Les sommets de la francophonie ne se résument pas à des grand-messes, dès lors qu'au cours des demi-journées qui suivent on passe aux choses sérieuses, autrement dit les accords, traités et conventions. Par rapport à l'époque où le cher Onésime la tenait sur les fonts baptismaux, la francophonie s'est muée en une aide économique dispensée par des pays riches dont la France n'est qu'un, même si elle est le berceau historique. On a cessé de brandir l'unique drapeau car, si la France s'en tenait à elle seule, le français ne serait pas viable.

Contrairement à ce que l'on croit en haut lieu, l'anglais est en déclin, du fait de l'accession aux écrans d'Internet de petites langues autrefois ignorées qui, désormais, se fraient un chemin. Avoir une plus nette conscience de ce phénomène induira peut-être un certain nombre de Français, y compris les dirigeants politiques, à moins montrer au monde qu'ils parlent l'anglais. Pour ce qui est de la diffusion du français, elle ne semble se porter moins bien que parce que l'anglais, en dépit de son déclin par rapport à son passé, progresse plus rapidement. Le français ne recule pas, il avance, mais moins vite. Évidemment, des esprits trop pressés décréteront qu'il est en régression. Tel n'est pas le cas. Il y a simplement l'anglais qui fait deux pas lorsque nous n'en faisons qu'un seul.

Le français est derrière beaucoup d'autres langues en démographie de locuteurs. Le russe par exemple, l'espagnol, le chinois ou encore l'arabe sont beaucoup plus parlés. En revanche, bien que loin derrière l'anglais, le français est la deuxième langue la plus parlée dans le monde si l'on prend comme discriminant non plus le volume des locuteurs - la démographie -, mais le degré de diffusion planétaire. Le français est présent sur les cinq continents. Aucun autre idiome, y compris l'espagnol et le portugais, n'est aussi largement diffusé, lors même que l'hispanophonie et la lusophonie l'emportent en nombre de locuteurs. L'espace francophone est universel. En termes d'influence, ce n'est pas le nombre des locuteurs qui compte, mais le degré d'extension.

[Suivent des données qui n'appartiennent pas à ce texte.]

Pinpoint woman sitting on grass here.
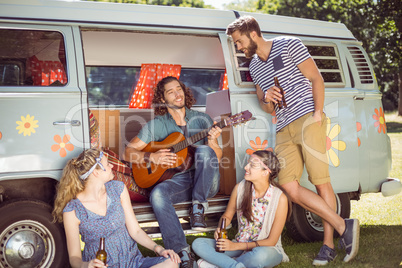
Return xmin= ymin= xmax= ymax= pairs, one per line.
xmin=192 ymin=151 xmax=290 ymax=268
xmin=53 ymin=149 xmax=180 ymax=268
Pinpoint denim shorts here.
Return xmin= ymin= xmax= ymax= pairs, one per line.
xmin=140 ymin=256 xmax=168 ymax=268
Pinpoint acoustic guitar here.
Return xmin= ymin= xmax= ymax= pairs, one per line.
xmin=132 ymin=111 xmax=252 ymax=188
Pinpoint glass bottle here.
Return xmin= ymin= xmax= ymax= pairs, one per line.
xmin=216 ymin=218 xmax=228 ymax=252
xmin=96 ymin=237 xmax=107 ymax=265
xmin=274 ymin=76 xmax=288 ymax=109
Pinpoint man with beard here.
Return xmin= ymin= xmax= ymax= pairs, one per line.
xmin=125 ymin=76 xmax=222 ymax=267
xmin=226 ymin=16 xmax=359 ymax=265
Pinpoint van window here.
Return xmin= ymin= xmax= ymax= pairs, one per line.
xmin=0 ymin=29 xmax=67 ymax=87
xmin=230 ymin=42 xmax=345 ymax=87
xmin=86 ymin=66 xmax=225 ymax=107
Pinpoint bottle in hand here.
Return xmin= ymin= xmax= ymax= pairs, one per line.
xmin=216 ymin=218 xmax=228 ymax=252
xmin=274 ymin=76 xmax=288 ymax=109
xmin=96 ymin=237 xmax=107 ymax=265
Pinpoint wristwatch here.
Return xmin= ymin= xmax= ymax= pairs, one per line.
xmin=144 ymin=152 xmax=151 ymax=164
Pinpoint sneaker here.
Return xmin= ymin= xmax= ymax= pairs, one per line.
xmin=190 ymin=203 xmax=207 ymax=231
xmin=197 ymin=259 xmax=219 ymax=268
xmin=178 ymin=249 xmax=197 ymax=268
xmin=339 ymin=219 xmax=360 ymax=262
xmin=313 ymin=245 xmax=336 ymax=266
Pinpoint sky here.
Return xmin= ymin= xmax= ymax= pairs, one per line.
xmin=204 ymin=0 xmax=232 ymax=9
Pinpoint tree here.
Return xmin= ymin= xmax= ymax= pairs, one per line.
xmin=240 ymin=0 xmax=402 ymax=112
xmin=85 ymin=0 xmax=213 ymax=8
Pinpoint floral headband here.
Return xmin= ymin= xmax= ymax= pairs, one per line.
xmin=80 ymin=151 xmax=106 ymax=180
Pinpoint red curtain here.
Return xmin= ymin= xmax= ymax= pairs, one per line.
xmin=220 ymin=69 xmax=229 ymax=90
xmin=129 ymin=63 xmax=181 ymax=109
xmin=29 ymin=56 xmax=67 ymax=86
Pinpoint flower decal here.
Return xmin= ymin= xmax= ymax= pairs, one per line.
xmin=16 ymin=114 xmax=38 ymax=136
xmin=51 ymin=135 xmax=74 ymax=157
xmin=356 ymin=122 xmax=362 ymax=147
xmin=327 ymin=118 xmax=346 ymax=167
xmin=373 ymin=107 xmax=387 ymax=134
xmin=246 ymin=137 xmax=273 ymax=155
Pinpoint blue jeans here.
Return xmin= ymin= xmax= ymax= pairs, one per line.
xmin=150 ymin=145 xmax=219 ymax=253
xmin=192 ymin=238 xmax=282 ymax=268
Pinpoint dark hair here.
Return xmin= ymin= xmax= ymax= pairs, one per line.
xmin=226 ymin=16 xmax=262 ymax=37
xmin=152 ymin=76 xmax=195 ymax=115
xmin=239 ymin=150 xmax=292 ymax=222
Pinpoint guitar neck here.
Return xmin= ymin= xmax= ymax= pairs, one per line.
xmin=170 ymin=119 xmax=226 ymax=153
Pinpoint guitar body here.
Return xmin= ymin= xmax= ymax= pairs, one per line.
xmin=131 ymin=111 xmax=254 ymax=188
xmin=132 ymin=132 xmax=194 ymax=188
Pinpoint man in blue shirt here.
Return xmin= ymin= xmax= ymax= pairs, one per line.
xmin=226 ymin=16 xmax=360 ymax=265
xmin=125 ymin=76 xmax=222 ymax=267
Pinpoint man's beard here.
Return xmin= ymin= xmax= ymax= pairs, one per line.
xmin=244 ymin=38 xmax=258 ymax=59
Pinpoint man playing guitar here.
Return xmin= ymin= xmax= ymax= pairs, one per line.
xmin=124 ymin=76 xmax=222 ymax=267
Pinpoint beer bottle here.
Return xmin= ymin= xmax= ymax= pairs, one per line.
xmin=96 ymin=237 xmax=107 ymax=265
xmin=274 ymin=76 xmax=288 ymax=109
xmin=216 ymin=218 xmax=228 ymax=252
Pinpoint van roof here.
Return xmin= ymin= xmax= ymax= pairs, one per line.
xmin=0 ymin=0 xmax=355 ymax=40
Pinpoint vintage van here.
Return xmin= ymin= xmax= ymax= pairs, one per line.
xmin=0 ymin=0 xmax=401 ymax=268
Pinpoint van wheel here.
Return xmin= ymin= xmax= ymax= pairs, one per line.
xmin=286 ymin=193 xmax=350 ymax=242
xmin=0 ymin=200 xmax=68 ymax=268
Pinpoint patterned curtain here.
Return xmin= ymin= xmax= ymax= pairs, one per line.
xmin=220 ymin=69 xmax=229 ymax=90
xmin=29 ymin=56 xmax=67 ymax=86
xmin=129 ymin=63 xmax=181 ymax=109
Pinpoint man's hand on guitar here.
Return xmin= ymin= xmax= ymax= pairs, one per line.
xmin=149 ymin=149 xmax=177 ymax=166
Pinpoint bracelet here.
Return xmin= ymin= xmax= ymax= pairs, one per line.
xmin=144 ymin=152 xmax=151 ymax=163
xmin=261 ymin=98 xmax=271 ymax=104
xmin=154 ymin=244 xmax=159 ymax=255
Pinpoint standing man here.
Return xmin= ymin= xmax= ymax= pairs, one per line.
xmin=125 ymin=76 xmax=222 ymax=268
xmin=226 ymin=16 xmax=360 ymax=265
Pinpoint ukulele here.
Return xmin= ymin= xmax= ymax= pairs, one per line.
xmin=132 ymin=111 xmax=252 ymax=188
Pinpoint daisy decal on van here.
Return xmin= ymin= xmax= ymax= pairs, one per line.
xmin=327 ymin=118 xmax=346 ymax=167
xmin=16 ymin=114 xmax=39 ymax=136
xmin=373 ymin=107 xmax=387 ymax=134
xmin=51 ymin=135 xmax=74 ymax=157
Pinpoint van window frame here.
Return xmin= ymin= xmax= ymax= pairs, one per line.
xmin=0 ymin=22 xmax=71 ymax=92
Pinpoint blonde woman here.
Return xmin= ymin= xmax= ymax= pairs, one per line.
xmin=53 ymin=149 xmax=180 ymax=268
xmin=193 ymin=151 xmax=289 ymax=268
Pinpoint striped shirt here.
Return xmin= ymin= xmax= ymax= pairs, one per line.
xmin=250 ymin=36 xmax=314 ymax=132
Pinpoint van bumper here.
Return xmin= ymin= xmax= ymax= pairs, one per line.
xmin=381 ymin=177 xmax=402 ymax=197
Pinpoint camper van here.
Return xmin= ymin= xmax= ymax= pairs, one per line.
xmin=0 ymin=0 xmax=401 ymax=268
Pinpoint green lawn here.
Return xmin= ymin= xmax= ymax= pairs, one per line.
xmin=141 ymin=113 xmax=402 ymax=268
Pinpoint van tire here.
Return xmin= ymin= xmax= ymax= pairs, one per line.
xmin=0 ymin=200 xmax=69 ymax=268
xmin=286 ymin=193 xmax=350 ymax=242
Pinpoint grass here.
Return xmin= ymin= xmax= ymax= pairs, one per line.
xmin=141 ymin=113 xmax=402 ymax=268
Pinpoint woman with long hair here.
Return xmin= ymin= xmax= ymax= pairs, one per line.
xmin=53 ymin=149 xmax=180 ymax=268
xmin=192 ymin=151 xmax=290 ymax=268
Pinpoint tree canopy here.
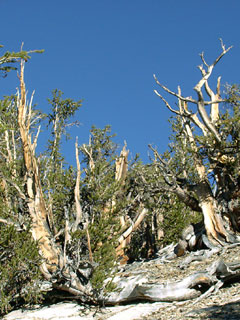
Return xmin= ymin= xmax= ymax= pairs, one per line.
xmin=0 ymin=41 xmax=240 ymax=313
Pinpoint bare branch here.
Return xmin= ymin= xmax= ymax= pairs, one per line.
xmin=153 ymin=74 xmax=197 ymax=104
xmin=72 ymin=138 xmax=82 ymax=232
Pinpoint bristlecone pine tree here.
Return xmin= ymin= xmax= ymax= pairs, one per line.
xmin=152 ymin=40 xmax=240 ymax=246
xmin=0 ymin=42 xmax=240 ymax=313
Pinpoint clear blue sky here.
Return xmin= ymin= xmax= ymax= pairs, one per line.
xmin=0 ymin=0 xmax=240 ymax=163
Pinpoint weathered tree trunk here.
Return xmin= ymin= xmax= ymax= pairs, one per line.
xmin=17 ymin=61 xmax=93 ymax=301
xmin=154 ymin=41 xmax=236 ymax=244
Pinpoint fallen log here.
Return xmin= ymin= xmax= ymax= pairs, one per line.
xmin=101 ymin=259 xmax=240 ymax=305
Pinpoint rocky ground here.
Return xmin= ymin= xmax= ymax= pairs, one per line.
xmin=3 ymin=246 xmax=240 ymax=320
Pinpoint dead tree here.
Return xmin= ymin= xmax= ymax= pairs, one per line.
xmin=154 ymin=40 xmax=240 ymax=248
xmin=17 ymin=61 xmax=93 ymax=301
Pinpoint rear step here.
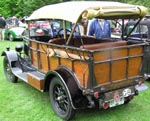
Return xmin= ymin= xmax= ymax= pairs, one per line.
xmin=16 ymin=71 xmax=45 ymax=91
xmin=27 ymin=71 xmax=45 ymax=91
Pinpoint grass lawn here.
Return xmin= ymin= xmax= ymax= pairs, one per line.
xmin=0 ymin=41 xmax=150 ymax=121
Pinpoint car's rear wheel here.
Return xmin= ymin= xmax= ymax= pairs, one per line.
xmin=49 ymin=77 xmax=75 ymax=120
xmin=8 ymin=34 xmax=14 ymax=41
xmin=3 ymin=56 xmax=18 ymax=83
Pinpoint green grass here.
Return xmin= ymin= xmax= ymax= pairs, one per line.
xmin=0 ymin=41 xmax=150 ymax=121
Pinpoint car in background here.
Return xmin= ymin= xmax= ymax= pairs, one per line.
xmin=2 ymin=1 xmax=146 ymax=121
xmin=125 ymin=19 xmax=150 ymax=41
xmin=4 ymin=27 xmax=26 ymax=41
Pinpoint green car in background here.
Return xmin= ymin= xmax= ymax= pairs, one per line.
xmin=4 ymin=27 xmax=26 ymax=41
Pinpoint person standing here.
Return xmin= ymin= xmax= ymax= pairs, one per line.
xmin=0 ymin=14 xmax=6 ymax=41
xmin=87 ymin=18 xmax=111 ymax=39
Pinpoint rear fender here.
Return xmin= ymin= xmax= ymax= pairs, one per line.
xmin=1 ymin=50 xmax=22 ymax=75
xmin=44 ymin=71 xmax=76 ymax=109
xmin=45 ymin=67 xmax=88 ymax=109
xmin=1 ymin=50 xmax=18 ymax=67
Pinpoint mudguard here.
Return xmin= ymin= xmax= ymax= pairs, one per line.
xmin=45 ymin=71 xmax=76 ymax=109
xmin=45 ymin=66 xmax=88 ymax=109
xmin=1 ymin=50 xmax=22 ymax=76
xmin=2 ymin=50 xmax=18 ymax=64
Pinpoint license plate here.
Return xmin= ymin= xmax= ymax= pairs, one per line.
xmin=109 ymin=97 xmax=124 ymax=108
xmin=109 ymin=92 xmax=124 ymax=108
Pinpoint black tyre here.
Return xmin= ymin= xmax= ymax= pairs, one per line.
xmin=3 ymin=56 xmax=18 ymax=83
xmin=49 ymin=77 xmax=75 ymax=121
xmin=8 ymin=34 xmax=14 ymax=41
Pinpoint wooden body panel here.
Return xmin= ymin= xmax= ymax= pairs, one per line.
xmin=29 ymin=38 xmax=144 ymax=88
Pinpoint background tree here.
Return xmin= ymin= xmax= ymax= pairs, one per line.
xmin=0 ymin=0 xmax=150 ymax=18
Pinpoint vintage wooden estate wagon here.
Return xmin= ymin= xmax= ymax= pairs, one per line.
xmin=2 ymin=1 xmax=147 ymax=120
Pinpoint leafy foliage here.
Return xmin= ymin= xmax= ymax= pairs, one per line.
xmin=0 ymin=0 xmax=150 ymax=18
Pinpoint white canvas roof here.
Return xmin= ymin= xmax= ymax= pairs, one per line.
xmin=28 ymin=1 xmax=147 ymax=23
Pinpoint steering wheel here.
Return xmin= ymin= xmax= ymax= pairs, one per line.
xmin=57 ymin=29 xmax=71 ymax=37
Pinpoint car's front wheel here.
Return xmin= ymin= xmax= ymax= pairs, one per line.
xmin=49 ymin=77 xmax=75 ymax=120
xmin=8 ymin=34 xmax=14 ymax=41
xmin=3 ymin=56 xmax=18 ymax=83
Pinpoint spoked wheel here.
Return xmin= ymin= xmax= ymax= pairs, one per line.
xmin=3 ymin=56 xmax=18 ymax=83
xmin=49 ymin=77 xmax=75 ymax=120
xmin=8 ymin=34 xmax=13 ymax=41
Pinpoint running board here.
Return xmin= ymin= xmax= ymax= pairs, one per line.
xmin=12 ymin=68 xmax=45 ymax=91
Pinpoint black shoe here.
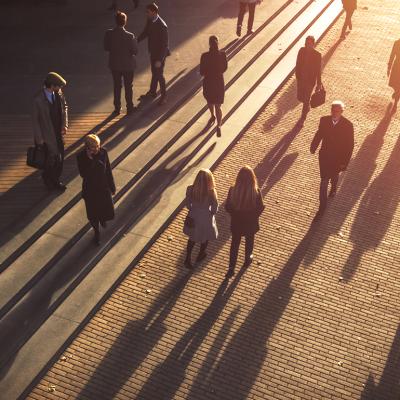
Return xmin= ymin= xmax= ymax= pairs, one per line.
xmin=196 ymin=251 xmax=207 ymax=262
xmin=244 ymin=254 xmax=254 ymax=266
xmin=54 ymin=182 xmax=67 ymax=192
xmin=94 ymin=229 xmax=101 ymax=246
xmin=225 ymin=268 xmax=235 ymax=279
xmin=126 ymin=107 xmax=137 ymax=115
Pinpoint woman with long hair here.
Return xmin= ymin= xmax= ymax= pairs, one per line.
xmin=225 ymin=165 xmax=264 ymax=278
xmin=183 ymin=169 xmax=218 ymax=269
xmin=200 ymin=36 xmax=228 ymax=136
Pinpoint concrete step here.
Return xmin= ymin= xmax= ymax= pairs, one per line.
xmin=0 ymin=0 xmax=341 ymax=398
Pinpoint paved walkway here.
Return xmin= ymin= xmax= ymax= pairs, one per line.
xmin=28 ymin=0 xmax=400 ymax=400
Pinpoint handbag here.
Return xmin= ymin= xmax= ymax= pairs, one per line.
xmin=184 ymin=214 xmax=194 ymax=229
xmin=310 ymin=85 xmax=326 ymax=108
xmin=26 ymin=145 xmax=46 ymax=169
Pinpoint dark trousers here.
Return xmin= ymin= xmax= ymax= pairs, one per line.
xmin=111 ymin=71 xmax=133 ymax=110
xmin=150 ymin=57 xmax=166 ymax=96
xmin=319 ymin=173 xmax=339 ymax=211
xmin=229 ymin=233 xmax=254 ymax=269
xmin=42 ymin=144 xmax=64 ymax=187
xmin=238 ymin=2 xmax=256 ymax=31
xmin=342 ymin=10 xmax=354 ymax=35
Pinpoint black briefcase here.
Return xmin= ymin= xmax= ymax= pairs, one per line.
xmin=310 ymin=86 xmax=326 ymax=108
xmin=26 ymin=145 xmax=46 ymax=169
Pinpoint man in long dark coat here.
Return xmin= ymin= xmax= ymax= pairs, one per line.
xmin=296 ymin=36 xmax=322 ymax=121
xmin=33 ymin=72 xmax=68 ymax=192
xmin=310 ymin=101 xmax=354 ymax=220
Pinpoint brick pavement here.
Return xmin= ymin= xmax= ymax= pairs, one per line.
xmin=28 ymin=0 xmax=400 ymax=400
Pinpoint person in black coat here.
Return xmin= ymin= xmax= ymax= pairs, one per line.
xmin=104 ymin=12 xmax=138 ymax=115
xmin=310 ymin=101 xmax=354 ymax=221
xmin=200 ymin=36 xmax=228 ymax=136
xmin=296 ymin=36 xmax=322 ymax=121
xmin=341 ymin=0 xmax=357 ymax=39
xmin=225 ymin=166 xmax=265 ymax=278
xmin=138 ymin=3 xmax=170 ymax=105
xmin=77 ymin=134 xmax=115 ymax=244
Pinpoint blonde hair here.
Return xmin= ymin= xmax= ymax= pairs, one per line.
xmin=231 ymin=165 xmax=259 ymax=210
xmin=192 ymin=169 xmax=218 ymax=203
xmin=85 ymin=133 xmax=100 ymax=147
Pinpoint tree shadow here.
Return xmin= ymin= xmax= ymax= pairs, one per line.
xmin=360 ymin=325 xmax=400 ymax=400
xmin=305 ymin=105 xmax=392 ymax=265
xmin=342 ymin=111 xmax=400 ymax=281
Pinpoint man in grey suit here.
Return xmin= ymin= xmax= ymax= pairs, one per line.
xmin=33 ymin=72 xmax=68 ymax=192
xmin=104 ymin=12 xmax=138 ymax=115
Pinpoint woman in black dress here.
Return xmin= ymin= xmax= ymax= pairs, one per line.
xmin=77 ymin=135 xmax=115 ymax=244
xmin=225 ymin=166 xmax=264 ymax=278
xmin=200 ymin=36 xmax=228 ymax=136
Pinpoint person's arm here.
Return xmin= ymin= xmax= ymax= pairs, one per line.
xmin=310 ymin=118 xmax=323 ymax=154
xmin=32 ymin=99 xmax=44 ymax=146
xmin=103 ymin=31 xmax=111 ymax=51
xmin=387 ymin=42 xmax=397 ymax=76
xmin=104 ymin=150 xmax=116 ymax=194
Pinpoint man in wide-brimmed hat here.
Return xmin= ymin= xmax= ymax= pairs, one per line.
xmin=33 ymin=72 xmax=68 ymax=192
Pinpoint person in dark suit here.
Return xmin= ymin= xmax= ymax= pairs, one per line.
xmin=341 ymin=0 xmax=357 ymax=39
xmin=200 ymin=36 xmax=228 ymax=136
xmin=104 ymin=12 xmax=138 ymax=115
xmin=310 ymin=101 xmax=354 ymax=221
xmin=225 ymin=166 xmax=265 ymax=278
xmin=77 ymin=134 xmax=115 ymax=244
xmin=108 ymin=0 xmax=139 ymax=11
xmin=296 ymin=36 xmax=322 ymax=121
xmin=387 ymin=39 xmax=400 ymax=113
xmin=33 ymin=72 xmax=68 ymax=192
xmin=138 ymin=3 xmax=170 ymax=105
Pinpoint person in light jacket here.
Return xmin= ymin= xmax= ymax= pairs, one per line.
xmin=33 ymin=72 xmax=68 ymax=192
xmin=183 ymin=169 xmax=218 ymax=269
xmin=225 ymin=166 xmax=265 ymax=278
xmin=77 ymin=134 xmax=115 ymax=244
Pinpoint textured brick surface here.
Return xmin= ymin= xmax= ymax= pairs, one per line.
xmin=28 ymin=0 xmax=400 ymax=400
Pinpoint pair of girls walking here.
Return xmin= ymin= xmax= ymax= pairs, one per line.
xmin=183 ymin=166 xmax=264 ymax=278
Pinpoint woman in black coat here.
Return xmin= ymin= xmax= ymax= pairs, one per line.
xmin=77 ymin=135 xmax=115 ymax=244
xmin=200 ymin=36 xmax=228 ymax=136
xmin=225 ymin=166 xmax=265 ymax=278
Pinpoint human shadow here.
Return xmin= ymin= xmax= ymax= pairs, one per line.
xmin=306 ymin=105 xmax=392 ymax=268
xmin=264 ymin=39 xmax=342 ymax=130
xmin=342 ymin=112 xmax=400 ymax=281
xmin=132 ymin=266 xmax=250 ymax=400
xmin=360 ymin=325 xmax=400 ymax=400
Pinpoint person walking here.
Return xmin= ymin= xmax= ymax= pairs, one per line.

P. I. - À cet égard, quelle analyse faites-vous de la progression de l'espagnol aux États-Unis ?

C. H. - Le castillan ne gagne pas d'espace par rapport à son passé dans le reste du monde ; il ne fait de progrès en Amérique que parce que le bilinguisme en fait, pour des raisons d'affirmation identitaire. Les États-Unis sont un cas particulier. On oublie trop souvent l'histoire du milieu du XIXe siècle où, non contents d'avoir massacré les malheureux Indiens, les Américains ont écrasé le Mexique et l'ont privé d'immenses territoires. Le Nouveau-Mexique est désormais un État frontalier ; ce n'est pas par hasard si la Californie se nomme California ; l'appellation du Texas vient, quant à elle, de l'espagnol tejas - les tuiles d'un toit. Les populations de ces régions étant mexicaines à l'origine, compte tenu de la résurgence des revendications identitaires à laquelle on assiste depuis quelques décennies, il n'y a rien d'étonnant à ce qu'elles se recastillanisent massivement aujourd'hui. En d'autres termes, il est moins vrai de dire que l'espagnol progresse que d'observer qu'il rattrape son déclin. Ces phénomènes doivent être vus dans leur relativité. Ainsi du français qui progresse lentement, mais sûrement !

P. I. - N'est-ce pas aussi une question de moyens ?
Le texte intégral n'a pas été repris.